Ze volgde een opleiding tot onderwijzeres en behaalde de hoofdakte en de akten Frans, Nuttige Handwerken en Vrije en Orde-oefeningen. Op de Gemeentelijke Normaalschool in Den Haag kreeg ze les van Jan Ligthart, die haar aanmoedigde in haar wens schrijfster te worden. In het door Ligthart in 1899 opgerichte tijdschrift School en Leven, weekblad voor opvoeding en onderwijs in school en huisgezin, verscheen in 1901 onder de naam Susanna haar eerste bijdrage, getiteld ‘Terug naar een mooi plekje’.

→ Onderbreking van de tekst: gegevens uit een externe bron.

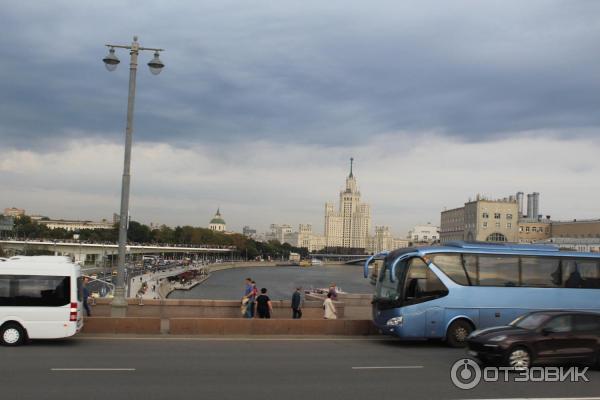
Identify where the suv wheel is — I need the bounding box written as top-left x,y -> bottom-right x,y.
446,319 -> 473,347
506,347 -> 531,371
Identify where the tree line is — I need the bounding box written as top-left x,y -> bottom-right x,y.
5,216 -> 308,260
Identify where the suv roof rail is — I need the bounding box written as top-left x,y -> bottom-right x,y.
445,240 -> 560,251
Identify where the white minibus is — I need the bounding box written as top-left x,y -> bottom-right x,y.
0,256 -> 83,346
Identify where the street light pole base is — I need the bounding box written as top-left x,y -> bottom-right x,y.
110,288 -> 127,317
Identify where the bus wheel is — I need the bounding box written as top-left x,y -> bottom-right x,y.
0,322 -> 25,346
446,319 -> 473,347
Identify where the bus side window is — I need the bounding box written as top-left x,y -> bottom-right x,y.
562,260 -> 600,289
521,257 -> 560,287
479,255 -> 519,286
432,254 -> 471,286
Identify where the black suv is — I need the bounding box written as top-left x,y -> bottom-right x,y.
467,311 -> 600,369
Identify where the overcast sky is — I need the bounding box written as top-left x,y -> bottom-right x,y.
0,0 -> 600,236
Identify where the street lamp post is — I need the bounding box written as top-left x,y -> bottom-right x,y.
102,36 -> 164,317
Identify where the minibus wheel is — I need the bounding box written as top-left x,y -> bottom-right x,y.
0,322 -> 25,346
446,319 -> 473,347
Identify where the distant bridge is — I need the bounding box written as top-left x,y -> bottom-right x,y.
0,240 -> 237,264
310,254 -> 371,264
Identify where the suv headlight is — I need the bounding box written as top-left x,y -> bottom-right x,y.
385,316 -> 403,326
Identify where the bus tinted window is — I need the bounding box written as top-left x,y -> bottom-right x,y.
562,260 -> 600,289
432,254 -> 469,286
479,255 -> 519,286
521,257 -> 560,287
0,276 -> 10,305
0,275 -> 71,307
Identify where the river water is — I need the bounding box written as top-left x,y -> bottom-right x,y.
164,265 -> 373,300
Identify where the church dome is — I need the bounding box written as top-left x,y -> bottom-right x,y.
208,209 -> 226,231
210,217 -> 225,225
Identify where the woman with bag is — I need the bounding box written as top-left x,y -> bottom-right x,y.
323,293 -> 337,319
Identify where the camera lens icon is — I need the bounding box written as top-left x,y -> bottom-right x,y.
450,358 -> 481,390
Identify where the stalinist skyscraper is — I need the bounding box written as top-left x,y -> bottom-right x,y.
325,158 -> 371,249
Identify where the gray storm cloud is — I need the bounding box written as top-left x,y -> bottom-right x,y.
0,0 -> 600,234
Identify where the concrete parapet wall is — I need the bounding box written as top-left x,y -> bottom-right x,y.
92,299 -> 345,319
82,317 -> 160,334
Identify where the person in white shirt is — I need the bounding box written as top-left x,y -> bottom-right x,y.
323,293 -> 337,319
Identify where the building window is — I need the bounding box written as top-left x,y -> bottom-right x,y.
485,233 -> 506,242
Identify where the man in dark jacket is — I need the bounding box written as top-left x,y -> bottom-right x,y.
292,288 -> 302,319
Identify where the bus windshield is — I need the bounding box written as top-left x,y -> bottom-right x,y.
375,259 -> 406,307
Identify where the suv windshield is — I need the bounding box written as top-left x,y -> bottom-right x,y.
510,314 -> 548,330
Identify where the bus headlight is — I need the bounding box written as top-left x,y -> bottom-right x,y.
385,316 -> 403,326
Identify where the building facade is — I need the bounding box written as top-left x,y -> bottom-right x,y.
4,207 -> 25,218
519,219 -> 552,243
265,224 -> 297,245
324,158 -> 371,249
208,208 -> 227,232
440,195 -> 519,243
408,223 -> 440,243
440,207 -> 465,243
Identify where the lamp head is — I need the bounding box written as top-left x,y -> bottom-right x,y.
148,51 -> 165,75
102,47 -> 121,71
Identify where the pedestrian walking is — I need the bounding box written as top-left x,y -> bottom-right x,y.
292,287 -> 302,319
256,288 -> 273,319
83,277 -> 92,317
248,281 -> 258,318
323,293 -> 337,319
329,283 -> 337,301
241,278 -> 254,318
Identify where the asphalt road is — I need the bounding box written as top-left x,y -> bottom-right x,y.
0,336 -> 600,400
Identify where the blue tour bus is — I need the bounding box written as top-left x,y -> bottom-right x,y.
364,242 -> 600,346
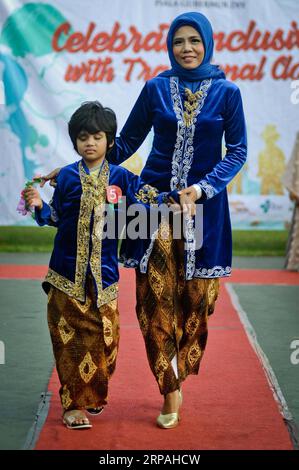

In 1905 vertrok ze naar Rotterdam, waar ze eerst onderwijzeres en later waarnemend hoofd aan een openbare meisjesschool voor uitgebreid lager onderwijs was. In 1908 trouwde ze met de civiel ingenieur C.M. (Kees) Lugten. Het echtpaar Lugten-Reys kreeg twee kinderen, Susanna en Kees. Het gezin woonde in Rotterdam; in de zomermaanden verbleef de schrijfster meestal met haar kinderen in hun tweede huis in Bilthoven.
| |
| |
In 1905 verscheen haar eerste meisjesboek De Boschjes-club, waarna in een vlot tempo vele andere titels volgden. Ze maakte daarbij gebruik van het pseudoniem Nannie van Wehl, dat volgens D.L. Daalder in Wormcruyt met Suycker ontleend is aan een vriendin en aan een geliefde vakantieplaats in de Gelderse Achterhoek. Dit wordt overigens niet bevestigd door andere bronnen, zoals het familiearchief. Over het gebruiken van een pseudoniem zei de schrijfster in het interview met De Haagsche Vrouwenkroniek dat ze in haar debuut zo veel ‘lieflijke en droevige herinneringen uit haar eigen jeugd’ had verwerkt dat ‘het haar ondragelijk zou zijn geweest, als anderen haar daarover aangesproken hadden.’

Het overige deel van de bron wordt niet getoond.